Compreendeis a diferença; era mais que a eleição do cônjuge, era a afirmação do matrimônio. A cabeça da minha amiga sabia pensar claro e depressa. Realmente, a fórmula anterior era limitada, apenas exclusiva. Podíamos acabar solteirões, como o sol e a lua, sem mentir ao juramento do poço. Esta fórmula era melhor, e tinha a vantagem de me fortalecer o coração contra a investidura eclesiástica. Juramos pela segunda fórmula, e ficamos tão felizes que todo receio de perigo desapareceu. Éramos religiosos, tínhamos o céu por testemunha. Eu nem já temia o seminário.

- Se teimarem muito, irei; mas faço de conta que é um colégio qualquer; não tomo ordens.

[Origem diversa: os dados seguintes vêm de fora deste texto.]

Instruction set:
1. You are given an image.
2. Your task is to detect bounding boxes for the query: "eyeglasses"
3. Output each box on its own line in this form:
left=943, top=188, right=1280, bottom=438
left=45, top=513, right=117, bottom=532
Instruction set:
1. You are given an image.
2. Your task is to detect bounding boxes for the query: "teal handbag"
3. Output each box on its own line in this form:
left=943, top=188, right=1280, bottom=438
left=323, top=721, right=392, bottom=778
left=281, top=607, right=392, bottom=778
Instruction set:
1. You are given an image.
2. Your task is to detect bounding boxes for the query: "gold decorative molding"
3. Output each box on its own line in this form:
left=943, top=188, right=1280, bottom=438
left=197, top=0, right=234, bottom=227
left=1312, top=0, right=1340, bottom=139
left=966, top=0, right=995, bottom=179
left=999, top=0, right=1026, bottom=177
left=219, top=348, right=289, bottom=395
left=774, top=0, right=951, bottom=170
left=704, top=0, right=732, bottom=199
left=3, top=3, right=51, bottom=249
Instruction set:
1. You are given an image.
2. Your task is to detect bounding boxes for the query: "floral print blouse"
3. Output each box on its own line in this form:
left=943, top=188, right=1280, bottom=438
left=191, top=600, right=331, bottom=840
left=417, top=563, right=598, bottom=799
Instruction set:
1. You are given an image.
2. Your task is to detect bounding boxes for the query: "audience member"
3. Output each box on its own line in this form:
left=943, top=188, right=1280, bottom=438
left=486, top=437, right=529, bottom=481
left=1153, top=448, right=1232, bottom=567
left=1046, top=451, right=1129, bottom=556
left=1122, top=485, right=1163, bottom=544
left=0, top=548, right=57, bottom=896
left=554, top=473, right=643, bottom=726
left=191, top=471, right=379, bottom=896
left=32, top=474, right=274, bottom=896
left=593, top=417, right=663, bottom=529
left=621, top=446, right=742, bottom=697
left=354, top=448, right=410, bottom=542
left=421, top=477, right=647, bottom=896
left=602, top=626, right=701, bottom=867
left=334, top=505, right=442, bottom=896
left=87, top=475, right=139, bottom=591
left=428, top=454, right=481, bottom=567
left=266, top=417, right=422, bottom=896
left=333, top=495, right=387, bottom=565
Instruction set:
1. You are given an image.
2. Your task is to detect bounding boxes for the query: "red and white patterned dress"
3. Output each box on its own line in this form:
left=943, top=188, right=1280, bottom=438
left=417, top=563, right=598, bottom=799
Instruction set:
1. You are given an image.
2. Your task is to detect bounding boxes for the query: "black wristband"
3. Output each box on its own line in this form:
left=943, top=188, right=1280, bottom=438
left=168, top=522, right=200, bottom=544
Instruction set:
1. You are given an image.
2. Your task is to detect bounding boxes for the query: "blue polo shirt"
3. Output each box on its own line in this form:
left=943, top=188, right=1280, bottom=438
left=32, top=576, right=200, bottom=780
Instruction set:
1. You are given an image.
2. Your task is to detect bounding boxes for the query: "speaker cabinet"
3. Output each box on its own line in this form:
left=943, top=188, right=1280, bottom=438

Capitu temia a nossa separação, mas acabou aceitando este alvitre, que era o melhor. Não afligíamos minha mãe, e o tempo correria até o ponto em que o casamento pudesse fazer-se. Ao contrário, qualquer resistência ao seminário confirmaria a denúncia de José Dias. Esta reflexão não foi minha, mas dela.

XLIX

UMA VELA AOS SÁBADOS

Eis aqui como, após tantas canseiras, tocávamos o porto a que nos devíamos ter abrigado logo. Não nos censures, piloto de má morte, não se navegam corações como os outros mares deste mundo. Estávamos contentes, entramos a falar do futuro. Eu prometia à minha esposa uma vida sossegada e bela, na roça ou fora da cidade. Viríamos aqui uma vez por ano. Se fosse em arrabalde, seria longe, onde ninguém nos fosse aborrecer. A casa, na minha opinião, não devia ser grande nem pequena, um meio-termo; plantei-lhe flores, escolhi móveis, uma sege e um oratório. Sim, havíamos de ter um oratório bonito, alto, de jacarandá, com a imagem de Nossa Senhora da Conceição. Demorei-me mais nisto que no resto, em parte porque éramos religiosos, em parte para compensar a batina que eu ia deitar às urtigas; mas ainda restava uma parte que atribuo ao intuito secreto e inconsciente de captar a proteção do céu. Havíamos de acender uma vela aos sábados...

L

UM MEIO-TERMO

Meses depois fui para o seminário de São José. Se eu pudesse contar as lágrimas que chorei na véspera e na manhã, somaria mais que todas as vertidas desde Adão e Eva. Há nisto alguma exageração; mas é bom ser enfático, uma ou outra vez, para compensar este escrúpulo de exatidão que me aflige. Entretanto, se eu me ativer só à lembrança da sensação, não fico longe da verdade; aos quinze anos, tudo é infinito. Realmente, por mais preparado que estivesse, padeci muito. Minha mãe também padeceu, mas sofria com alma e coração; demais, o padre Cabral achara um meio-termo: experimentar-me a vocação; se, no fim de dous anos, eu não revelasse vocação eclesiástica, seguiria outra carreira.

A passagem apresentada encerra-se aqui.